The relationship between the Venezuelan president and the LA Philharmonic’s Music Director takes another turn for the worse.

Venezuelan conductor and Music Director of the Los Angeles Philharmonic Gustavo Dudamel has described as “heartbreaking” the cancellation of his planned tour of the United States helming Venezuela’s National Youth Orchestra. “My dream to play with these wonderful young musicians cannot come true — this time,” Dudamel said on Twitter. The news comes hot on the heels of an escalating high-profile public spat between the conductor and President Maduro.

Dudamel is Venezuela’s highest profile classical musician and graduate of the famous El Sistema education programme. He also is Music Director of Venezuela’s Simón Bolívar Symphony Orchestra. For some years, the 36-year-old maestro – once a supporter of the current Venezuelan president – remained notoriously silent on the turbulent political situation in his homeland, drawing the ire of more vocal critics like pianist Gabriela Montero who regularly called upon him to denounce the regimes of Hugo Chávez and his anointed successor Nicolás Maduro.

In happier times. Dudamel with El Sistema founder maestro Abreu and President Maduro

Dudamel eventually broke his silence at the beginning of May, when he posted on Facebook following a month of anti-government protests. “My entire life has been devoted to music and art as a way of transforming societies. I raise my voice against violence. I raise my voice against any form of repression. Nothing justifies bloodshed,” he wrote. “We must stop ignoring the just cry of the people suffocated by an intolerable crisis… For democracy to be healthy there must be true respect and understanding… I urgently call on the President of the Republic and the national government to rectify and listen to the voice of the Venezuelan people… We owe our youth a hopeful world, a country where we can walk freely in dissent, in respect, in tolerance, in dialogue and in which dreams have room to build the Venezuela we all yearn for. It is time to listen to the people: Enough is enough.”

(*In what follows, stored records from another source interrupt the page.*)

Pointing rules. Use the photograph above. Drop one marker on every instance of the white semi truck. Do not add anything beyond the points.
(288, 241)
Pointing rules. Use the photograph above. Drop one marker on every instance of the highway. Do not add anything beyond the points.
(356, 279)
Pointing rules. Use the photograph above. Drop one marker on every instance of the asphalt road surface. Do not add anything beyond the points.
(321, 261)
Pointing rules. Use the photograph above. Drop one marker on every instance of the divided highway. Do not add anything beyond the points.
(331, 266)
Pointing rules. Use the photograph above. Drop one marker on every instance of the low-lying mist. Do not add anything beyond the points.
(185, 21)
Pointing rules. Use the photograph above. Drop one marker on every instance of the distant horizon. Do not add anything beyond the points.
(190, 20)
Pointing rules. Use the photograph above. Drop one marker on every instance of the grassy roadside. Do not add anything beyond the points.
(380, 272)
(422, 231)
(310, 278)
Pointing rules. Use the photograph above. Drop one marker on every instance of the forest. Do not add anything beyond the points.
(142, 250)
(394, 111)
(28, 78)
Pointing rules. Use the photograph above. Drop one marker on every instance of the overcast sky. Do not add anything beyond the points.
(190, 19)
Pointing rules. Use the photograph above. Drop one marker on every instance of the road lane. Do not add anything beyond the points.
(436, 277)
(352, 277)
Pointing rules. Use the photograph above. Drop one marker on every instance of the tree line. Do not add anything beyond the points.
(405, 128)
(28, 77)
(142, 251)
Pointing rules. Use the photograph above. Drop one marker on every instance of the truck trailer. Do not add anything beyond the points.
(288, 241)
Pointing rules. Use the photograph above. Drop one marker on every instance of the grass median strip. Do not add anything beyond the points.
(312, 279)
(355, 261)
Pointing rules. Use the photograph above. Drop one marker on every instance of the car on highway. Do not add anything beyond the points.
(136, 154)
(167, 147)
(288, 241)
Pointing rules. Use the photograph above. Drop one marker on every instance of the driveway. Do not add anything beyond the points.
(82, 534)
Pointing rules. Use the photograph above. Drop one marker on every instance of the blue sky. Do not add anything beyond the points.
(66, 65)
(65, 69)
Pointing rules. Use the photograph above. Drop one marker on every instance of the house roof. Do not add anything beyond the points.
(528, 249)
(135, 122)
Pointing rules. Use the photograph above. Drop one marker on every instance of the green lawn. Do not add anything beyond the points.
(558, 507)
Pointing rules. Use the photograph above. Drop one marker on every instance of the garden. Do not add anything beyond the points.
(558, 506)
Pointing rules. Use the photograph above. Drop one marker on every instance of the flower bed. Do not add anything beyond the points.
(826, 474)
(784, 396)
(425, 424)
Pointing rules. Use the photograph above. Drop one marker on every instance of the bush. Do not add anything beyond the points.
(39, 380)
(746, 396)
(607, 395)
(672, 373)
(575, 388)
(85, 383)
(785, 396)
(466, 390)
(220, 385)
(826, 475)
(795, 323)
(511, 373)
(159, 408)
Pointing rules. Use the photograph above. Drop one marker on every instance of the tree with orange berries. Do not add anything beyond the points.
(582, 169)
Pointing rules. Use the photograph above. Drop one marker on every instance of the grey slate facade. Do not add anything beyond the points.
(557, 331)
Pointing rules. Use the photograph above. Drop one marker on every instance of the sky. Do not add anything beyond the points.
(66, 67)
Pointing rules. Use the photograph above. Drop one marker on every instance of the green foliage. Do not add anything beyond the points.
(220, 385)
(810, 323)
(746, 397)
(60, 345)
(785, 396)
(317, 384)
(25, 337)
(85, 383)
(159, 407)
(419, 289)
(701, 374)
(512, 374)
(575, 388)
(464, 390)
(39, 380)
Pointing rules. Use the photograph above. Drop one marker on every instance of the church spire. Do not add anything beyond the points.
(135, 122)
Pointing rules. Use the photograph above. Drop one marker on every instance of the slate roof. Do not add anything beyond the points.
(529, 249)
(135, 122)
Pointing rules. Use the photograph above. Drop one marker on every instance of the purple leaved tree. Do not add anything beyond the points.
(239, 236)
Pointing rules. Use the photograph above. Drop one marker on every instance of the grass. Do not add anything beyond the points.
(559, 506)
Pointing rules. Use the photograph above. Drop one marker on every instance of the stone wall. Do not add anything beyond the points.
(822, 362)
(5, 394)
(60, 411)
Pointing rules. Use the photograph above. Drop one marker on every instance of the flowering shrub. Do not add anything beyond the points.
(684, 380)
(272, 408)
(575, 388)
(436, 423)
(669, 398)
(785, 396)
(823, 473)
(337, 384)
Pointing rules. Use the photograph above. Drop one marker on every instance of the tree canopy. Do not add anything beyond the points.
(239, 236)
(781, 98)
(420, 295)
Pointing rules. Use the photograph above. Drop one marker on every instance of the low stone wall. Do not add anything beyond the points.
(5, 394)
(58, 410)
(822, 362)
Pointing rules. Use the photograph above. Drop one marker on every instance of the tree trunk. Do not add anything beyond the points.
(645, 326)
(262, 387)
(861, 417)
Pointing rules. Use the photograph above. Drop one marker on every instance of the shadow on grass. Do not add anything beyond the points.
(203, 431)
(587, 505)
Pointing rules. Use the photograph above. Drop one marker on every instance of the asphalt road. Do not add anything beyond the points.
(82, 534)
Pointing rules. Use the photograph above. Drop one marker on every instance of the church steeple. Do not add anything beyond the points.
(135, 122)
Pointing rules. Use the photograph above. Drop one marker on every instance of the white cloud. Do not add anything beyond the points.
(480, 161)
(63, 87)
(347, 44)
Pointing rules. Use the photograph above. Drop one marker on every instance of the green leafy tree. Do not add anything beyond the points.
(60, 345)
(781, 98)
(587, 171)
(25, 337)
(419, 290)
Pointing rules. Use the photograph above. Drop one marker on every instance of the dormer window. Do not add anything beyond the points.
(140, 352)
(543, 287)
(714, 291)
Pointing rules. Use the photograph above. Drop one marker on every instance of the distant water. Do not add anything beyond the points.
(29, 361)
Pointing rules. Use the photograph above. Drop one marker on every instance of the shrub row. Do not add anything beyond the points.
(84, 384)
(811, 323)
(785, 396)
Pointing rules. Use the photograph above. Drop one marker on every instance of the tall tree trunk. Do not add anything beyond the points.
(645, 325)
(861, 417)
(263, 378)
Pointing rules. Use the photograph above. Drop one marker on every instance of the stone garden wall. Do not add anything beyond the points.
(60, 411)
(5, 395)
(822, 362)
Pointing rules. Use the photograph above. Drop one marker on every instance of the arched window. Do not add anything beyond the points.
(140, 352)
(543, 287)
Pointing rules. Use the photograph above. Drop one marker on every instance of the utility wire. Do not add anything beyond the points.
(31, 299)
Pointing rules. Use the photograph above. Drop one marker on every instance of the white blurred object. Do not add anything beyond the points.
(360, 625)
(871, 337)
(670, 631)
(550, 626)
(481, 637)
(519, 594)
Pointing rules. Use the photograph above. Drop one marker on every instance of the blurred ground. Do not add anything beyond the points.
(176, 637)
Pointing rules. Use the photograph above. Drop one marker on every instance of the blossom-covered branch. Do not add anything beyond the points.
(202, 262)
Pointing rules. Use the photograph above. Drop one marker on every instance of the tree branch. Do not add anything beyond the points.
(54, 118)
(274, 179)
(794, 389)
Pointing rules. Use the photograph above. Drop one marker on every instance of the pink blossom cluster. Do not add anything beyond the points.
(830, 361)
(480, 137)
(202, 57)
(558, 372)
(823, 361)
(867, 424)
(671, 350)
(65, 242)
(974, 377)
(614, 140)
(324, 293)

Dudamel chose to speak out again in July in a New York Times opinion piece, lamenting the worsening political situation and attacking as undemocratic Maduro’s new constituent assembly. Since then, tensions between Venezuela and the United States have worsened following Donald Trump’s suggestion that the US president wasn’t ruling out a military option to resolve the current crisis in Latin America.

News that the tour would not go ahead followed Maduro’s comments last Friday when he appeared on State television to criticise the conductor. “May God forgive you for letting yourself be fooled,” the President said before attacking Dudamel for spending too much time abroad and forgetting his involvement in the El Sistema movement. “Welcome to politics, Gustavo Dudamel. But act with ethics, and don’t let yourself be deceived into attacking the architects of this beautiful movement of young boys and girls… I don’t live abroad, true. None of us lives abroad, in Madrid or in Los Angeles. Where do we live? In Venezuela and we have to work for the Venezuelans.”

Around 180 young musicians had been rehearsing for the last three months for what was billed as a four-city US tour planned to take place in September. Venezuelan media confirmed the rumoured cancellation, pointing the finger of blame at president’s office, although some suggested the reason was high transportation costs and low foreign currency reserves rather than the current war of words.